By Charlize Althea Garcia, Jan. 31, 2023
Held in Monterey, CA, the Monterey Jazz Festival continued on tour, performing their third concert at the Walt Disney Concert Hall on Jan. 20.
“Too Close for Comfort” was the first song played with cheek-to-cheek vocal duo Dee Dee Bridgewater and Kurt Elling. With Bridgewater’s voice ablaze and Elling’s warm tone, the duo put a match to the highly anticipated night and kept the fire alight as the evening went on.
The first song not only showed each performer’s revered mastery and a reminder of how fortunate it was to sit in the same room of jazz legends but their sweet amity as a group let me feel a chumminess towards the artists.
Lakecia Benjamin, alto saxophone, was the centerpiece of the night. Having composed the piece herself, “Trane” gave the audience a glimpse of her virtuosity whilst keeping the same reverence towards John and Alice Coltrane. Benjamin’s effortless swirling runs paired with a trenchant ending successfully paid tribute to the simultaneously creating a sensation of her singularity.
The next piece played, “Strange Meadow Lark,” was written by one of the innovators of jazz and jazz pianist legend, Dave Brubeck. Christian Sands, the music director and pianist, met Brubeck at the age of 10 and played the piece with the composer himself.
Replacing the alto sax, Sands took an interpretive approach to the piano with a sense of deliverance from the sax into a whirlwind of designs that both come from Brubeck and Sands.
Yasushi Nakamura, bassist, and Clarence Penn, drums, fused all attention and interest from the audience within their solos. The piece wasn’t too slow where one can stray from the main idea nor too complex to the point of creating confusion but just right, to make you think, to evoke nostalgia or a recollection of old memories.
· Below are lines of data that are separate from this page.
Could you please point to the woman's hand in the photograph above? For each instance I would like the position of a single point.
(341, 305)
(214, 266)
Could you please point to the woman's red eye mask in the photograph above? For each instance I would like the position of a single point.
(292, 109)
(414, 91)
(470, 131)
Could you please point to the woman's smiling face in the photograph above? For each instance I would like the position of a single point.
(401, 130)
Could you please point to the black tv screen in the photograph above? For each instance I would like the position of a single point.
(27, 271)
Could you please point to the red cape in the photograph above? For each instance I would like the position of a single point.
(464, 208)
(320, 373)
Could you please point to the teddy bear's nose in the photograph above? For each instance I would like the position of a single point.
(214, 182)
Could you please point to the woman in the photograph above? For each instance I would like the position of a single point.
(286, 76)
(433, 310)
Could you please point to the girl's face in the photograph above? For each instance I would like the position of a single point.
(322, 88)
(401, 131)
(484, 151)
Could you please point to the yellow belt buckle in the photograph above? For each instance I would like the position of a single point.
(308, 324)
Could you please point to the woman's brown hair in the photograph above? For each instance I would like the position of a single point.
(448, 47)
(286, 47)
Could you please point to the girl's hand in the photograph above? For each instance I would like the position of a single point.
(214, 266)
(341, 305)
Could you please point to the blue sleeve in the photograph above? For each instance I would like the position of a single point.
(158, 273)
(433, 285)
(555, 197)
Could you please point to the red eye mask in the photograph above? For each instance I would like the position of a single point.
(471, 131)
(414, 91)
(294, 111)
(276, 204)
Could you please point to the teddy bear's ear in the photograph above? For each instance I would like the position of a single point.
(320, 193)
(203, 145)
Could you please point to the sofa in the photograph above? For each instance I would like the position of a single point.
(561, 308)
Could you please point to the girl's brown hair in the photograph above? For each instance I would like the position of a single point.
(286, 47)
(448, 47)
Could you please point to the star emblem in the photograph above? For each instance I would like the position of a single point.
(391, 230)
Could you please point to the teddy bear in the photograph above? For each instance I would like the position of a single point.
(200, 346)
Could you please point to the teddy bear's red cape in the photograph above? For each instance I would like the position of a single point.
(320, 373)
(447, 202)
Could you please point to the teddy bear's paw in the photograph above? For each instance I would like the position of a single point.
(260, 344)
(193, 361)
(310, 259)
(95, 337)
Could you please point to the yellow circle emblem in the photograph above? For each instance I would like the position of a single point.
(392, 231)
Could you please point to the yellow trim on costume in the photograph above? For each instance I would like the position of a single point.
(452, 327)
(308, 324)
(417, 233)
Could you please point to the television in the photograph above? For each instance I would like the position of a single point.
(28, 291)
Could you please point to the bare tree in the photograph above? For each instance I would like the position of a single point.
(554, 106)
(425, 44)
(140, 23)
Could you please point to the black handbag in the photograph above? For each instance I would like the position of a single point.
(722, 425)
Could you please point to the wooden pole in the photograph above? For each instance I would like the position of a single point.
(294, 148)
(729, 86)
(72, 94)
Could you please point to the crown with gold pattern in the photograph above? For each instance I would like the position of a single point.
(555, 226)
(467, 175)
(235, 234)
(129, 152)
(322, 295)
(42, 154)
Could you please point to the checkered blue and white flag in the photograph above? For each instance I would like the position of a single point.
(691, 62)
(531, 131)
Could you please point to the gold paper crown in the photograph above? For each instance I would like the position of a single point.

Three-time Grammy award winning jazz vocalist, Bridgewater, the madame of the evening, took to the stage for “Spain,” written by another jazz legend, Chick Corea. Bridgewater’s flair and finesse overwhelmed the evening and with this piece, it was a reminder, -not that anyone forgot, of her vocal bravura.
Bridgewater ceaselessly has made marks of her brilliance throughout the jazz world and this night was no exception. She made a remark about how “Spain” was the piece that young jazz musicians play to “prove themselves worthy.” After her performance, it was just another reminder of how out of reach it is to even be able to “prove” oneself because of her unreachable wizardry of a voice.
Alongside Bridgewater, Grammy-award winning vocalist, Elling, took the stage with “A Remark You Made.” This piece was dedicated to the jazz greats that influenced and inspired each performer. Melancholy but tuneful, the piece reminds us of loss, a loss that can be haunting and never to be forgotten, and acceptance, a peace that comes after loss with the hope that betterment takes its place.
Elling’s hefty dulcet voice makes the piece all the more colossal in its intent to not tug but yank at one’s heartstrings.
Jazz has a way of telling multiple stories in one piece, with each performer as a composer and a storyteller. As an audience member one can only imagine what must be going on in their head, especially considering these venerable musicians. It can seem that we’re too far from the capabilities of imagining but to accept their ideas and appreciate from afar.
It can also seem that jazz is now considered to be esoteric. The obscurity of improvisation, the abstract of creative freedom displayed in jazz does not easily feed in the ears of today. Though that may be true, jazz is built on the motivation to push boundaries and feeds off eccentrics. It is centered on the expectation that it itself will change and evolve but still pays homage to tradition and respects its roots.
The Monterey Jazz Festival highlights this motivation through these artists that have made their own boundaries and pushed the circle even further.